L’ancien ministre a plaidé également pour la diversification des ressources de financement et pour la mobilisation des ressources non génératrices de dette, notamment des recettes de privatisation en devises, d’IDE et des actions pour assurer un refinancement adéquat de certaines dettes. Pour parvenir à cela, il a proposé un certain nombre d’opérations de privatisation, comme par exemple d’une banque et la Régie du tabac, qui pourraient générer selon ses propos « des recettes de 4 milliards de dinars ».
Autre proposition faite par Triki, attirer davantage les investisseurs directs étrangers, notamment les chinois, en aménageant des zones industrielles adaptées aux standards internationaux et en adoptant le projet de loi d’urgence économique qui pourrait être un important accélérateur de réalisation de grands projets à forte valeur ajoutée, particulièrement dans les zones de développement régional. Il a, également, insisté sur la nécessité de mettre en œuvre un plan d’action à court terme pour rétablir le rating de la Tunisie avant 2011, qui donnait à la Tunisie le statut « d’Investment grade» afin de pouvoir refinancer une partie de la dette aux conditions les plus favorables.

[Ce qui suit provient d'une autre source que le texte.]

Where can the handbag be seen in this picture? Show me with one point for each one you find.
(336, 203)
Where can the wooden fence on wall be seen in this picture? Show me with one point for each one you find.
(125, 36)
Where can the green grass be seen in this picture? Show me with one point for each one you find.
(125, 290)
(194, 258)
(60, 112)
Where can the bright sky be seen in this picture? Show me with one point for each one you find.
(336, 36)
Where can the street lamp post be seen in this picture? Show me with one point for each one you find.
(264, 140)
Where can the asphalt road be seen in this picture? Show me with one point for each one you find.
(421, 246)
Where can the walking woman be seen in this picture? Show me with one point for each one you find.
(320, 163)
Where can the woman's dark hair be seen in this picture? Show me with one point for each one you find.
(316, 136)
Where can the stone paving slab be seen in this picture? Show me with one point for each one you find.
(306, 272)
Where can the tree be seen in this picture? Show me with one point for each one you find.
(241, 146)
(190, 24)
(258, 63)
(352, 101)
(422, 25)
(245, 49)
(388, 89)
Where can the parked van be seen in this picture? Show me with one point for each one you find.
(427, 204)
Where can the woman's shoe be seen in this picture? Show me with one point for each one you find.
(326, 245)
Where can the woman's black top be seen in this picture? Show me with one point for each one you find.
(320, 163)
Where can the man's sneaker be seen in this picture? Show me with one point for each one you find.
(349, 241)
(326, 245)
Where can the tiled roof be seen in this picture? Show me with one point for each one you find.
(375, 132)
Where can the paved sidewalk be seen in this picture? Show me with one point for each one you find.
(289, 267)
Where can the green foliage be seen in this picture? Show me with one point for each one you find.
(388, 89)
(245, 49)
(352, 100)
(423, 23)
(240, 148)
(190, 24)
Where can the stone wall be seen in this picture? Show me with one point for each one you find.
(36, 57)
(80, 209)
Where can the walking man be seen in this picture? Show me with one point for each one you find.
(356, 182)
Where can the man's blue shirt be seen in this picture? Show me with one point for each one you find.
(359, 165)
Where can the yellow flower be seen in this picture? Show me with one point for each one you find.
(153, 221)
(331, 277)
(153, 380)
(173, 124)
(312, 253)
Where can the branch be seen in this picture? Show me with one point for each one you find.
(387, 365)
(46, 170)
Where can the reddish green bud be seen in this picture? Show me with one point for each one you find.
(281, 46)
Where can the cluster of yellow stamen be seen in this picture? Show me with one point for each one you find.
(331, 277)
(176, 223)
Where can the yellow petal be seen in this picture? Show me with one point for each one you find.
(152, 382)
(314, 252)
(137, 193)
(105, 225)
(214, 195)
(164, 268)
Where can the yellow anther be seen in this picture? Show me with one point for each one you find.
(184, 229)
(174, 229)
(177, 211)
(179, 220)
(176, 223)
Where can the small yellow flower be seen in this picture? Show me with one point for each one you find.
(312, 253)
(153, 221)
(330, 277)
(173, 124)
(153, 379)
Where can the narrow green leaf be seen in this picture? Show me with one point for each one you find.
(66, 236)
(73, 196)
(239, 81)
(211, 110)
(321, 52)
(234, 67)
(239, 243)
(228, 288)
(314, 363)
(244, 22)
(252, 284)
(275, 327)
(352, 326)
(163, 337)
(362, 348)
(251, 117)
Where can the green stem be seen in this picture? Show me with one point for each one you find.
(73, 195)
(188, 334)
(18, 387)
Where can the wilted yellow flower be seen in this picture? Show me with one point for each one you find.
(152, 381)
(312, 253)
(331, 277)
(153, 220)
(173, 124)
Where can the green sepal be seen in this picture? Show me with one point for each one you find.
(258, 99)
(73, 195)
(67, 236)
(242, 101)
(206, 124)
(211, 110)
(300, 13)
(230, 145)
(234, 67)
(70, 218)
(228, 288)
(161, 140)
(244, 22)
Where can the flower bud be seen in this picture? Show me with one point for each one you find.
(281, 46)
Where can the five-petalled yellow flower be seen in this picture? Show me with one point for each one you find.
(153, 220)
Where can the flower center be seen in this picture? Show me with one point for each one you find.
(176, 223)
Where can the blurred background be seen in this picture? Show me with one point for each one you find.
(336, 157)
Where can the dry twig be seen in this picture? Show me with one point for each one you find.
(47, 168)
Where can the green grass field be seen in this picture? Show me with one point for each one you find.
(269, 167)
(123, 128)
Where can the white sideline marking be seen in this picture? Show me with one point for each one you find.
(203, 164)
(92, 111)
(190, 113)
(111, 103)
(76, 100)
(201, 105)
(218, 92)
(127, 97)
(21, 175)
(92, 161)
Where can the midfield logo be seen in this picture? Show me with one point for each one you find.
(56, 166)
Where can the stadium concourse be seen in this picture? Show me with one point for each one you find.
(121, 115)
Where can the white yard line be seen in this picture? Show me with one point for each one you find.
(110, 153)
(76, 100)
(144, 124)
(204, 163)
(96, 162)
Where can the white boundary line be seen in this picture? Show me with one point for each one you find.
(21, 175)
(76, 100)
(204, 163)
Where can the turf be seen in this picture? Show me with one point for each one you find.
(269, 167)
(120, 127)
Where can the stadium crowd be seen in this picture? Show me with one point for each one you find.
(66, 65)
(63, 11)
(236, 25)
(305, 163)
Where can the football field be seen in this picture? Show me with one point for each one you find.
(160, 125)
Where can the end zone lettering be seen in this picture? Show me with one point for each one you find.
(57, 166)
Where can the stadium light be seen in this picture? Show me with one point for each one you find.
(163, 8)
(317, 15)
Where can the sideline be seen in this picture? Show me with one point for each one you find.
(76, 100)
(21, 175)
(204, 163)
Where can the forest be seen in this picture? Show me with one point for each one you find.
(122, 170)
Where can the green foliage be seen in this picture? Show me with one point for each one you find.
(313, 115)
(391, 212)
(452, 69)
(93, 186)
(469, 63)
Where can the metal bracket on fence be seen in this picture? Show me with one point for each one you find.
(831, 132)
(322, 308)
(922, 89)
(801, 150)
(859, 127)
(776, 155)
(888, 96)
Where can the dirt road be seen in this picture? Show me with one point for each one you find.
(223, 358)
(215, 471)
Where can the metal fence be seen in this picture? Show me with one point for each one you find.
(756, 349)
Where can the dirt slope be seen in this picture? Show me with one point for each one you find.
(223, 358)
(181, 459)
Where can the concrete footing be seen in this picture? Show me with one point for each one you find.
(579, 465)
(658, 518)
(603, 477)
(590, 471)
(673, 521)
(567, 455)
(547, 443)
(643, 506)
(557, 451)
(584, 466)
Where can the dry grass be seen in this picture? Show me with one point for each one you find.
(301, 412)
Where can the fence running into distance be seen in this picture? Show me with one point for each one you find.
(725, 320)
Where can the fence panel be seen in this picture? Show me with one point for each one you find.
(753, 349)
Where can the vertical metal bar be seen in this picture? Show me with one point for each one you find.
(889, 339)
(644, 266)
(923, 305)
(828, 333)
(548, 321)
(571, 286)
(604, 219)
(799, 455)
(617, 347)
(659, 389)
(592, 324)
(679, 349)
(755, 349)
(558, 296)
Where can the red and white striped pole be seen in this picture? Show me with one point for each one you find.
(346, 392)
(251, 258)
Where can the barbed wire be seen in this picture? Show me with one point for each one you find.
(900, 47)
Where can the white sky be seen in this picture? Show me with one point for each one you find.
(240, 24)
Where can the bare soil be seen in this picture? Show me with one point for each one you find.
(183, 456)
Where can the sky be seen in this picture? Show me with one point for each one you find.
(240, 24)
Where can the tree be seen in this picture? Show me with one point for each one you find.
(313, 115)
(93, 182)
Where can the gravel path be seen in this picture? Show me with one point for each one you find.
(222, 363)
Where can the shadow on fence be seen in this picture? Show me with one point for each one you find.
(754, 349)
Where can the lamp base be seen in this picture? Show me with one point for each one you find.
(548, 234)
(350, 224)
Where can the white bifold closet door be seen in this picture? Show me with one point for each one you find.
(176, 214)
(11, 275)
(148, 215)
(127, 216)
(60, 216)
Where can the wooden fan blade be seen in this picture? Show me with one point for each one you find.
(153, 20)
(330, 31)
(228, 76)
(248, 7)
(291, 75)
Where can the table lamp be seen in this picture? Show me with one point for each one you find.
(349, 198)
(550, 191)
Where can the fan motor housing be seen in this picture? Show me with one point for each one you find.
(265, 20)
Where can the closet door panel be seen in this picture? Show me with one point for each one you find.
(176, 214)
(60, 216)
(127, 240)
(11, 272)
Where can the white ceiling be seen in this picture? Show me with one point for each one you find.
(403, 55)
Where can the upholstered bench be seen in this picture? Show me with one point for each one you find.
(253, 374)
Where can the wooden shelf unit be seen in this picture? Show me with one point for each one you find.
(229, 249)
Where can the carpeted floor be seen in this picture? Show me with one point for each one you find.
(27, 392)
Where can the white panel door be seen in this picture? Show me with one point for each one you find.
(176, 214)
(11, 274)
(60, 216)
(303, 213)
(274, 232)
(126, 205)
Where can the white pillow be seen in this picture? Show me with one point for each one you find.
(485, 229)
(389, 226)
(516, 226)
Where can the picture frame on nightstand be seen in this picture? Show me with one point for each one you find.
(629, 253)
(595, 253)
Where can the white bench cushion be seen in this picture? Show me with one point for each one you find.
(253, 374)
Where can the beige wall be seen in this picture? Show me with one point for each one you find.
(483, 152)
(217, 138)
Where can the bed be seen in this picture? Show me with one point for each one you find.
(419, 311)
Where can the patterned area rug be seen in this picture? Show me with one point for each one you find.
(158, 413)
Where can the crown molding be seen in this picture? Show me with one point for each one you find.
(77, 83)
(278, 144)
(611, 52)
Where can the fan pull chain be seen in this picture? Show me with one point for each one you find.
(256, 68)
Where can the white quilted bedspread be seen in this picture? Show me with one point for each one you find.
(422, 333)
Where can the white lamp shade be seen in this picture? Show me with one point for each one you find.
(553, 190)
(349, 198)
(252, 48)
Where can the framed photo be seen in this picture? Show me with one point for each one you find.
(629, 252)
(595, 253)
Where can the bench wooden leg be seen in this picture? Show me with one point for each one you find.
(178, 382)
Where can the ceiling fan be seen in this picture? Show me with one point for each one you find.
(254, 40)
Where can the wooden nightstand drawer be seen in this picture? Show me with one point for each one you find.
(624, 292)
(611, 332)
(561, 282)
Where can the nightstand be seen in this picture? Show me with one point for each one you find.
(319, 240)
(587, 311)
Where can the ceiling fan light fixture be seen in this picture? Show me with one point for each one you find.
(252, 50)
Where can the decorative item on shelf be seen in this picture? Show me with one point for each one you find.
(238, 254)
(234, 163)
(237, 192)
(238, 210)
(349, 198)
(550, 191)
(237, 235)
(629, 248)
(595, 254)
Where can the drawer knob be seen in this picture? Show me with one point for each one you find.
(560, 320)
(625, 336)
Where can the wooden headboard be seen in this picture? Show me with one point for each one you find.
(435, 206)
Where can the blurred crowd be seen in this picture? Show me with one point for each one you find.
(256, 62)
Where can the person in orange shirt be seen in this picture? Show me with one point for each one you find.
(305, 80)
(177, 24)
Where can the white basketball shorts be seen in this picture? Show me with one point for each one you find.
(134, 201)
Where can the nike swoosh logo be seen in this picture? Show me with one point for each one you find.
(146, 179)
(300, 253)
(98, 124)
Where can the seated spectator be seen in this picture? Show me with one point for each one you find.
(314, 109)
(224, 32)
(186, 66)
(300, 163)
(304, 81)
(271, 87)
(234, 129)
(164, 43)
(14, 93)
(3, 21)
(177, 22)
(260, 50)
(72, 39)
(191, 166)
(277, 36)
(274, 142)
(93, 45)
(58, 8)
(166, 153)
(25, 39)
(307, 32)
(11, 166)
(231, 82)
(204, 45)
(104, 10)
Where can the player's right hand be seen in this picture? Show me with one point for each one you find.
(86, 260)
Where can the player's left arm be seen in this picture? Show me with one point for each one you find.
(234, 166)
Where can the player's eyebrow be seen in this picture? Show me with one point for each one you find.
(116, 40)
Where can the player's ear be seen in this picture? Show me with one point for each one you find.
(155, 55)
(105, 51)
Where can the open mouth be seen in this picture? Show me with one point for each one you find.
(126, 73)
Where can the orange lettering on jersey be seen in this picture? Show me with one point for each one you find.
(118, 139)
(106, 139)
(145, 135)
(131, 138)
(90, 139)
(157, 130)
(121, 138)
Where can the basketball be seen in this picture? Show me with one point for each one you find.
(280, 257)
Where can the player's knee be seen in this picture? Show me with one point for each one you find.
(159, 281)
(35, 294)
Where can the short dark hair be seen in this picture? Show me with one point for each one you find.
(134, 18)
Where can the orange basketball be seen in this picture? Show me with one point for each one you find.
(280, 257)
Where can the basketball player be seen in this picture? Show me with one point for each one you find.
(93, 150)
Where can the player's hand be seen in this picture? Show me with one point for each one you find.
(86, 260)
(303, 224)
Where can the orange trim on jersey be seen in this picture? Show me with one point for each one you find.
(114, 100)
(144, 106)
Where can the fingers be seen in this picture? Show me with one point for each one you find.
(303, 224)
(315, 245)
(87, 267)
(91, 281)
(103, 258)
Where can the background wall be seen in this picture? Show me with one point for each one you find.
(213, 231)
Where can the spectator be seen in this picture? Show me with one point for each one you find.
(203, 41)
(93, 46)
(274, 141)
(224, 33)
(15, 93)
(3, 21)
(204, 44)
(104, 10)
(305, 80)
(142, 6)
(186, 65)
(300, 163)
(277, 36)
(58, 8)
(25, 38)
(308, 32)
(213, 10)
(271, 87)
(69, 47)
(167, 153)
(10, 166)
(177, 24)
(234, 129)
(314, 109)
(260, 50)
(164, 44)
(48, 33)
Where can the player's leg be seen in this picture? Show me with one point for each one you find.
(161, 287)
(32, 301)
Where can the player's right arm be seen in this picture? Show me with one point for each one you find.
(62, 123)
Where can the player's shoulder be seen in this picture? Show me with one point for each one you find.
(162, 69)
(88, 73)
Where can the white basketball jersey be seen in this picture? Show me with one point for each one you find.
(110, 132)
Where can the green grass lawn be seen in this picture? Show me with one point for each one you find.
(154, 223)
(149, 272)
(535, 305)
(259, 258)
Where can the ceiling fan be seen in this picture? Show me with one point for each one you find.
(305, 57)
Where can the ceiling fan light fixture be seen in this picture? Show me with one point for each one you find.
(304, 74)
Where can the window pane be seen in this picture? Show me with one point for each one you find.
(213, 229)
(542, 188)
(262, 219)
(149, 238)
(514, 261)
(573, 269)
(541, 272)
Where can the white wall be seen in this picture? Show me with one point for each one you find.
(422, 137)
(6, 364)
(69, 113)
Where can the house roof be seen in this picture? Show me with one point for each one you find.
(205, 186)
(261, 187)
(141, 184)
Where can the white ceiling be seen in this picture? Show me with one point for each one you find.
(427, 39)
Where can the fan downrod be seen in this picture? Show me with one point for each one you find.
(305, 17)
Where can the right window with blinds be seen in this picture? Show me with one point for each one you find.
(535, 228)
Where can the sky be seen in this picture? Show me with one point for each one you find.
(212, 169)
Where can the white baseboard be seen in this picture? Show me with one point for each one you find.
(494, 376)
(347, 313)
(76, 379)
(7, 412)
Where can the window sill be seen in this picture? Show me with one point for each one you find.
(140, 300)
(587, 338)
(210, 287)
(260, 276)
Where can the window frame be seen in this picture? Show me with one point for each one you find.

Pour Samir Abdelhafidh, maître de conférences en sciences économiques et directeur du département d’économie, faculté des Sciences économiques et de Gestion de Tunis, le rééchelonnement de la dette n’est pas une solution. « Le 26 mars 2020, le ministre des Finances a, clairement, déclaré devant l’ARP que le rééchelonnement de la dette n’est pas une option envisagée par la Tunisie. Il s’agit d’un choix qu’elle a toujours fait depuis son Indépendance, lui permettant de rester dans le groupe des rares pays en développement qui ne sont pas passés devant le club de Paris (dette auprès des créanciers bilatéraux) ou le club de Londres (dette auprès des banques privées ) dans le but de renégocier sa dette ». Selon Abdelhafidh, le choix du gouvernement ne manque pas d’arguments, car « dans les circonstances actuelles, le rééchelonnement de la dette extérieure n’est pas une bonne proposition, et ce, pour plusieurs raisons. Même si certains pays retrouvent après quelques années du rééchelonnement un accès normal au marché financier international, l’effet immédiat et de court terme est un rationnement des crédits accompagné d’une augmentation de la prime du risque. C’est ce qui a été par exemple observé au cours des premières années après le déclenchement de la crise internationale de la dette en 1982 et c’est ce qui a été démontré par plusieurs travaux académiques qui ont porté sur le sujet… Le rééchelonnement de la dette implique des négociations entre le débiteur et ses créanciers. Les négociations peuvent durer dans le temps, notamment pour la dette auprès des créanciers privés, et encore plus lorsqu’elle est essentiellement mobilisée sur le marché obligataire… ».
Pour Abdelhafidh, même si le rééchelonnement serait de nature à alléger la pression sur les dépenses en permettant de libérer une partie ou la totalité des montants initialement prévus pour le service de la dette, ce n’est qu’une partie des enjeux. Il se traduirait aussi par des difficultés à mobiliser des financements étrangers et impacterait négativement la capacité de l’Etat à faire face à ses engagements.